Hi,

I've read the proposed standard RFC 9114 and I think section 4.4 has some ambiguities.

1. This section says "It is primarily used with HTTP proxies to
   establish a TLS session with an origin server for the purposes of
   interacting with 'https' resources", but further down it says "A
   proxy that supports CONNECT establishes a *TCP* connection". This
   section needs to be updated to include UDP+QUIC for HTTP/3 in some
   way.
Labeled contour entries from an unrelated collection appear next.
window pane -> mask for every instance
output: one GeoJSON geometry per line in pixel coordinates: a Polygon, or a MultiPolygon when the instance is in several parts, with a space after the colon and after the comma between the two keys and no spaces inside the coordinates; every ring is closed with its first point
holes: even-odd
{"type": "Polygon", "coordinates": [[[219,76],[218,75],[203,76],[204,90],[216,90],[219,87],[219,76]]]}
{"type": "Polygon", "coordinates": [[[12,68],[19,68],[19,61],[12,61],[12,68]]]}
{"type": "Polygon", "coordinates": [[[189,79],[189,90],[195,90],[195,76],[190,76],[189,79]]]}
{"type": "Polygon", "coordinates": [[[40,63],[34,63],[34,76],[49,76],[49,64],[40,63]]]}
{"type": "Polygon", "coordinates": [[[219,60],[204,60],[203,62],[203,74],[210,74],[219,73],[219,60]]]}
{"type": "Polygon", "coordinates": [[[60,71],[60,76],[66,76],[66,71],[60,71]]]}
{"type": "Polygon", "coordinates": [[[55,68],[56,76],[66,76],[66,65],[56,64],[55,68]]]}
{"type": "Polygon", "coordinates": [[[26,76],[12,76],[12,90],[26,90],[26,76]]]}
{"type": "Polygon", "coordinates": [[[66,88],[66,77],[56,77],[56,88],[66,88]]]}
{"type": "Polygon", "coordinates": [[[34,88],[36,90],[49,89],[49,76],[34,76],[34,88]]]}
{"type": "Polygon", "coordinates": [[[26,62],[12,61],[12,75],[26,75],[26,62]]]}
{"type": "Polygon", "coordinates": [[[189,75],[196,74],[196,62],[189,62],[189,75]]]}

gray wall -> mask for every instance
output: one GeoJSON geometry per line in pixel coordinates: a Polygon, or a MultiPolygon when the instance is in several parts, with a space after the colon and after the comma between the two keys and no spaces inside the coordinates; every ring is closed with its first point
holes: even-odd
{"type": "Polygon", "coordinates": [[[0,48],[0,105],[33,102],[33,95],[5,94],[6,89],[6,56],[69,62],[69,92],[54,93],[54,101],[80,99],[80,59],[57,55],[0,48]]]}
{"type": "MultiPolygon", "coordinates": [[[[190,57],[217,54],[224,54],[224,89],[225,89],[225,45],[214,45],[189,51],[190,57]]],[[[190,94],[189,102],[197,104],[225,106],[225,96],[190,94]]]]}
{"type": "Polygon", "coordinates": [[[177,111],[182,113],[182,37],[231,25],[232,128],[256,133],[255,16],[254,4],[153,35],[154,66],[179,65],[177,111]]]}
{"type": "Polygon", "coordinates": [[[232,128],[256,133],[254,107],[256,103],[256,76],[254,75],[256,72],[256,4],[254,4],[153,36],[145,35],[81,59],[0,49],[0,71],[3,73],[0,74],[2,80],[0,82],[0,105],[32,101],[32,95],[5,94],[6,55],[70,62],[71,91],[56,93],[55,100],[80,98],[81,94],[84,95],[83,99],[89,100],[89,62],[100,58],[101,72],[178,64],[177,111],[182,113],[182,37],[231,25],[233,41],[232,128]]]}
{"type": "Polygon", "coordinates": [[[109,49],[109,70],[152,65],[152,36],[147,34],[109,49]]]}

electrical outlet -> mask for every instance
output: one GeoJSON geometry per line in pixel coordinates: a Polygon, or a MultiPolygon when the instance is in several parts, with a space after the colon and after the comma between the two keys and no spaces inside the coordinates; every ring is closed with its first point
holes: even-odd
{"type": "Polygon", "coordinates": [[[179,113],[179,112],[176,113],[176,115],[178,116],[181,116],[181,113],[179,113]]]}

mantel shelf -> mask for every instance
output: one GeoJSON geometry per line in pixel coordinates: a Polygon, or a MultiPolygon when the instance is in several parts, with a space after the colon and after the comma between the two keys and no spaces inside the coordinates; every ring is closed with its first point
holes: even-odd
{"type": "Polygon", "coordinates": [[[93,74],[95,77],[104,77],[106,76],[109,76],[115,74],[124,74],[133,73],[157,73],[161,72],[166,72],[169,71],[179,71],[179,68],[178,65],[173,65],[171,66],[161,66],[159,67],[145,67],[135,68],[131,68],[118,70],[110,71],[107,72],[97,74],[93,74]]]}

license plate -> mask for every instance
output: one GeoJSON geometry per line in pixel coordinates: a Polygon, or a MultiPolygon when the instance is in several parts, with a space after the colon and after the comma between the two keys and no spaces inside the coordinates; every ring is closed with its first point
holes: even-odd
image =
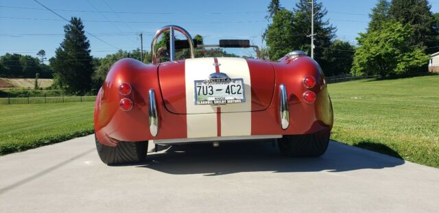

Otherwise HTTP CONNECT to HTTP/3 endpoint won't be possible.
2. It doesn't mention how a HTTP CONNECT proxy that uses HTTPS works
   within HTTP/3 (how does the server part of "export
   all_proxy=https://myproxy.example.com"; look like?), use cases for
   this currently are: VPN replacement, authenticated proxies (like at
   universities) to access web resources like scientific journals from
   outside of the university network, to encrypt the SNI header of
   requests between a client and the proxy, to have an authenticated
   connection to a proxy to do endpoint filtering to harden internal
   networks while (while having the proxy remote and not on the same
   local network, therefore encrypting traffic), ...
3. This section also says "In HTTP/2 and HTTP/3, the CONNECT method is
   used to establish a tunnel over a single stream.", which when I
   assume it means to bundle multiple requests into a single QUIC
   stream, would not work as it further down mandates the use of TCP "A
   proxy that supports CONNECT establishes a TCP connection".
4. Are HTTP(S) CONNECT proxies now no longer supported with HTTP/3?
5. Can a HTTP/1.1 or HTTP/2 HTTP(S) CONNECT proxy sit in between a
   client and a HTTP/3 server (downgrading the connection)?
6. (half off topic) Would a HTTP/2 HTTP(S) CONNECT proxy that allows
   connecting to HTTP/3 servers over QUIC instead of TCP be still
   compliant to the former RFC, or would implementing forward
   compatibility with HTTP/3 in the proxy (by internally silently
   establishing a UDP+QUIC connection to the requested resource instead
   of a TCP one like specified) make the implementation non compliant
   with the RFC?

It would be great if these points could be addresses within the standard just do avoid confusion.